Department of Cell Biology and Molecular Genetics, University of Maryland, College Park, MD, USA.
Unité de Virologie Structurale, Virology Department and CNRS UMR 3569, Institut Pasteur, Paris, France.
Nat Commun. 2021 Jul 19;12(1):4380. doi: 10.1038/s41467-021-24613-8.
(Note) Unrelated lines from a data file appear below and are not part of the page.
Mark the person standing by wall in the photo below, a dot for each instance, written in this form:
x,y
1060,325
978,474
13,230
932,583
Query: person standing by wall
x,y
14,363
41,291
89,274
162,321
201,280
Recognition and fusion between gametes during fertilization is an ancient process. Protein HAP2, recognized as the primordial eukaryotic gamete fusogen, is a structural homolog of viral class II fusion proteins. The mechanisms that regulate HAP2 function, and whether virus-fusion-like conformational changes are involved, however, have not been investigated. We report here that fusion between plus and minus gametes of the green alga Chlamydomonas indeed requires an obligate conformational rearrangement of HAP2 on minus gametes from a labile, prefusion form into the stable homotrimers observed in structural studies. Activation of HAP2 to undergo its fusogenic conformational change occurs only upon species-specific adhesion between the two gamete membranes. Following a molecular mechanism akin to fusion of enveloped viruses, the membrane insertion capacity of the fusion loop is required to couple formation of trimers to gamete fusion. Thus, species-specific membrane attachment is the gateway to fusion-driving HAP2 rearrangement into stable trimers.
在受精过程中,配子的识别和融合是一个古老的过程。蛋白 HAP2 被认为是原始真核配子融合原,它是病毒 II 类融合蛋白的结构同源物。然而,调节 HAP2 功能的机制以及是否涉及病毒融合样构象变化尚未得到研究。我们在这里报告说,绿藻衣藻的正配子和负配子之间的融合确实需要 HAP2 在负配子上从不稳定的预融合形式到结构研究中观察到的稳定三聚体的必需构象重排。只有在两个配子膜之间发生种特异性粘附时,HAP2 才会被激活以发生其融合构象变化。类似于包膜病毒融合的分子机制,融合环的膜插入能力将三聚体的形成与配子融合偶联起来。因此,种特异性膜附着是融合驱动 HAP2 重排为稳定三聚体的入口。